You are viewing a plain text version of this content. The canonical link for it is here.
Posted to user@hive.apache.org by Karthik <ka...@yahoo.com> on 2010/05/26 19:45:07 UTC

Query HDFS files without using LOAD (move)

Is there a way where I can specify a list of files (or file pattern / regex) from a HDFS location other than the Hive Warehouse as a parameter to a Hive Query?  I have a bunch of files that are used by other applications as well and I need to perform queries on those as well using Hive and so I do not want to use LOAD and move those files on to Hive warehouse from the original location.

My query is on incremental data (new files) that are added on a daily basis and need not use the full list of files on a folder and so I need to specify a list of file / pattern, something like a filter of files to the query.

Please suggest.

- KK.


RE: Query HDFS files without using LOAD (move)

Posted by John Sichi <js...@facebook.com>.
For the pattern part, there is a JIRA issue open, but from the comment thread, I'm not sure where we are with it:

https://issues.apache.org/jira/browse/HIVE-951

JVS
________________________________________
From: Ashish Thusoo [athusoo@facebook.com]
Sent: Wednesday, May 26, 2010 11:03 AM
To: hive-user@hadoop.apache.org
Subject: RE: Query HDFS files without using LOAD (move)

You could probably use external tables?? CREATE EXTERNAL TABLE allows you to create tables on hdfs files but I do not think that it takes file patterns / regex.
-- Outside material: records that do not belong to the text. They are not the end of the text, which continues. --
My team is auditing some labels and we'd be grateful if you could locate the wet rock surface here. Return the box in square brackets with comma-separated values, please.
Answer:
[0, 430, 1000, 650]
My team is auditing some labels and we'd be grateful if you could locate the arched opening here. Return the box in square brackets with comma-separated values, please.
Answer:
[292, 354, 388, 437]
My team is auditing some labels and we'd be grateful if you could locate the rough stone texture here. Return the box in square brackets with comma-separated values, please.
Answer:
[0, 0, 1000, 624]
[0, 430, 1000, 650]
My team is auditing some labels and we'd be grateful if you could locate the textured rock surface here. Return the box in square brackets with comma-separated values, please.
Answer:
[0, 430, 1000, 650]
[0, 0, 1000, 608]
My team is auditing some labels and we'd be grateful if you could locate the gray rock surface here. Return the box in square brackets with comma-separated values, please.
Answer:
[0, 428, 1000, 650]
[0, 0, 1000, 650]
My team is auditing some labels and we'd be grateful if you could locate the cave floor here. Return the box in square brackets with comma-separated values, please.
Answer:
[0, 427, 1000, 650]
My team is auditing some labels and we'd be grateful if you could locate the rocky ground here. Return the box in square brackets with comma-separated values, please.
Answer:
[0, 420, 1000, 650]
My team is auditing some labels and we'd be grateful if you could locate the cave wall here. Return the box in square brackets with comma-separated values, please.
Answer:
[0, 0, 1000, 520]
If all the files are created within a directory then you could point the external table to the directory location and then querying on that table would automatically query all the files in that directory. Are your files in a single directory or are they spread out?
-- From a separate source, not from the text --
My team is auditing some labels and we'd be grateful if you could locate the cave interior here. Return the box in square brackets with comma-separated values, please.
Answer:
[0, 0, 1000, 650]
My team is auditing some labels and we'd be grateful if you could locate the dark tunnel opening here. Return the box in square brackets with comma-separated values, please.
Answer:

http://wiki.apache.org/hadoop/Hive/LanguageManual/DDL#Create_Table

Ashish

-----Original Message-----
From: Karthik [mailto:karthik_swa@yahoo.com]
Sent: Wednesday, May 26, 2010 10:45 AM
To: hive-user@hadoop.apache.org
Subject: Query HDFS files without using LOAD (move)

Is there a way where I can specify a list of files (or file pattern / regex) from a HDFS location other than the Hive Warehouse as a parameter to a Hive Query?  I have a bunch of files that are used by other applications as well and I need to perform queries on those as well using Hive and so I do not want to use LOAD and move those files on to Hive warehouse from the original location.

My query is on incremental data (new files) that are added on a daily basis and need not use the full list of files on a folder and so I need to specify a list of file / pattern, something like a filter of files to the query.

Please suggest.

- KK.


RE: Query HDFS files without using LOAD (move)

Posted by John Sichi <js...@facebook.com>.
https://issues.apache.org/jira/browse/HIVE-1272

________________________________________
From: Edward Capriolo [edlinuxguru@gmail.com]
Sent: Wednesday, May 26, 2010 11:09 AM
To: hive-user@hadoop.apache.org
Subject: Re: Query HDFS files without using LOAD (move)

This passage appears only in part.